10 Common mistakes when opening a dental practice

Written by: Simon Hocken

Don’t be in a rush to open a dental practice, it is far too easy to get it wrong.

Over the last 15 years I’ve had a trickle of calls and voicemails every month coming from folk who say they want to open a new practice. Recently the trickle has become a flood and every day I get a call from someone who wants to do this.

However, amongst the spoofers and the deluded are just a few who realise that creating a successful practice may not be quite as simple as it first appears and that a bit of help might save them some (expensive) mistakes further down the track.

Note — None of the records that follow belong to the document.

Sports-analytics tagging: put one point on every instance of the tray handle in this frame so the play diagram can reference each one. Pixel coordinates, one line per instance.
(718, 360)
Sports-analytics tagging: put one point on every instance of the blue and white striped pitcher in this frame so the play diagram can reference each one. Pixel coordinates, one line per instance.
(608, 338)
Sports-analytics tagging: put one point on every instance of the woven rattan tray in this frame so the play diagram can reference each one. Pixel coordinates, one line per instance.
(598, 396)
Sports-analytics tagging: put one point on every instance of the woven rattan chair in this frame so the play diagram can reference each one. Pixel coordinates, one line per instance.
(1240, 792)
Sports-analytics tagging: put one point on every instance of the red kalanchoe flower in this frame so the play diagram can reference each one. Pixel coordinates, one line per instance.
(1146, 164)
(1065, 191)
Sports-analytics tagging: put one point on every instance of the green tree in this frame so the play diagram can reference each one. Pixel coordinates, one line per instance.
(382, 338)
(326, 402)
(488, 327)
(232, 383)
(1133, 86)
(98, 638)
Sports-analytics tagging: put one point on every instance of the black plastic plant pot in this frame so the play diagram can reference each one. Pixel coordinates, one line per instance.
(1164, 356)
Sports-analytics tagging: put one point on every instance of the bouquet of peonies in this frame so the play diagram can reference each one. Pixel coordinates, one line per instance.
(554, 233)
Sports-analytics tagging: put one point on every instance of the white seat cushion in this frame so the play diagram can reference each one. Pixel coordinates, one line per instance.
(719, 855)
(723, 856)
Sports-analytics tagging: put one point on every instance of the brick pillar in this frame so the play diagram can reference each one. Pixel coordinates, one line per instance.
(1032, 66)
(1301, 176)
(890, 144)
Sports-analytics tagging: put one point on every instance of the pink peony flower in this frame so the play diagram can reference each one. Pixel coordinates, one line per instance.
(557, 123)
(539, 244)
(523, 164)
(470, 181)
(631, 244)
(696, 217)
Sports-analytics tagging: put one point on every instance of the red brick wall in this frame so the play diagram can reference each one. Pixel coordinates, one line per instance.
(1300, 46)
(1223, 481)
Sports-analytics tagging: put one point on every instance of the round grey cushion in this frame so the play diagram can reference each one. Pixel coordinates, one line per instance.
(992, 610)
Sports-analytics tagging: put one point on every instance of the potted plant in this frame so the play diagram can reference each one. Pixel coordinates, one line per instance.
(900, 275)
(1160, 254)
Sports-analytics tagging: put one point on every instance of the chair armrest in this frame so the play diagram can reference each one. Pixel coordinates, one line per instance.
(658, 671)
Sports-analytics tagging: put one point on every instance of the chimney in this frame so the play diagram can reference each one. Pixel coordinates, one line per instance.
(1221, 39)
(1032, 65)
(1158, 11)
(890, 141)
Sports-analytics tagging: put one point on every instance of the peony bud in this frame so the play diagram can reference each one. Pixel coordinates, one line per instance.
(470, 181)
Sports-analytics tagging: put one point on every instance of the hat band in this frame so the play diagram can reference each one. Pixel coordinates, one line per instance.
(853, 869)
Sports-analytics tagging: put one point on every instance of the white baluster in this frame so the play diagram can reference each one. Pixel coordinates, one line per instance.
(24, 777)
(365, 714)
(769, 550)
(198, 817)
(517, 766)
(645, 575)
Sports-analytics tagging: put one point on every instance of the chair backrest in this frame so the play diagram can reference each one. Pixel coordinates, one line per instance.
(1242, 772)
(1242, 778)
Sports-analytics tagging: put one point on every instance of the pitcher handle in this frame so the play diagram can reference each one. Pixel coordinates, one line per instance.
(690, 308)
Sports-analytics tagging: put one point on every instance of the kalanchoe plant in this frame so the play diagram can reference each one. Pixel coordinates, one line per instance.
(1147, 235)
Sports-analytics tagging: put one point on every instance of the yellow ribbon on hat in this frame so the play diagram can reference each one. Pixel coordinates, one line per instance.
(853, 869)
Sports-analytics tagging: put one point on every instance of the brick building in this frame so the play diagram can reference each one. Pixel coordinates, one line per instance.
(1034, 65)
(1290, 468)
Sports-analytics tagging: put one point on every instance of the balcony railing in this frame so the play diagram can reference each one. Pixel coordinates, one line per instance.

So with these folk in mind, here are my top 10 mistakes to avoid when considering starting a new practice:

Thinking it’s easy

Understand that opening a practice is a complex and extremely time-consuming project. It’s difficult, there will be many problems to overcome, it’s expensive and it will take all of your time for at least two years of your life.

Not standing out

It’s not enough to have found some suitable premises and chosen some nice kit at the BDTA exhibition. The UK really doesn’t need any new dental practices right now and so if you are planning a new one it has to offer a solution that your competitors are not offering (or not offering well). Your practice proposition has to distinguish your practice from everybody else in your area and be easily understood and preferably compelling! Here are some propositions that can create a successful practice: painless dentistry, on-time dentistry, trustworthy dentistry, one-stop dentistry, dentistry with transparent pricing, affordable dentistry, easy access dentistry (including parking and seven day opening hours), dentistry with special help for fearful patients (needle and drill free and with sedation), kids and family friendly dentistry.

Not enough cash

Make sure you have enough money or access to enough money. There are two stages to creating a successful practice: Creating the facility and building the business. Most folk underestimate the business establishment costs and underfund their: working capital, staffing, marketing, systems building, sales training, professional support etc. Some entrepreneurs forget that they need to fund their lifestyle while establishing their practice and they may need to do this for a considerable period of time, certainly 18 months and sometimes for as long as three years.

Cutting corners

If you have to save money, save it on the dental equipment, not on the public areas. Your patients don’t know the difference between Siemens and Belmont but your bank manager does. However, your patients will sense the difference between cheap plastic chairs, internet art and instant coffee compared to quality leather seating, carefully chosen decor and good espresso! You can add to and upgrade your dental kit once you are profitable and remember that the more you spend at the outset the longer, it will take you to get past your overhead and make a profit.

Not thinking big

Don’t plan to build a small practice, they are simply unprofitable, plan a three or four chair practice from the start. Have the right amount of space for three or four surgeries from day one, a big enough reception, waiting area, decontamination room staff room etc.

Not doing the sums

Don’t neglect to build a business model so that you understand how your practice will make a profit and how much profit this will be. Create a cashflow forecast for the first 36 months; which includes new patient numbers, new patient acquisition costs, new patient values and the practice’s average daily gross. Then add your direct costs (clinician pay, laboratory fees and materials) and your overhead to your forecast and then the forecast will predict when the practice will reach profitability and what your practice gross must be to do this.

Plan your time

Don’t underestimate how much of your time it will take to get the practice ready to open. It will take lots of your time to get it open, at least one working day a week during the planning and build. Once open it is likely to consume at least six working days a week of your time during the growth stage.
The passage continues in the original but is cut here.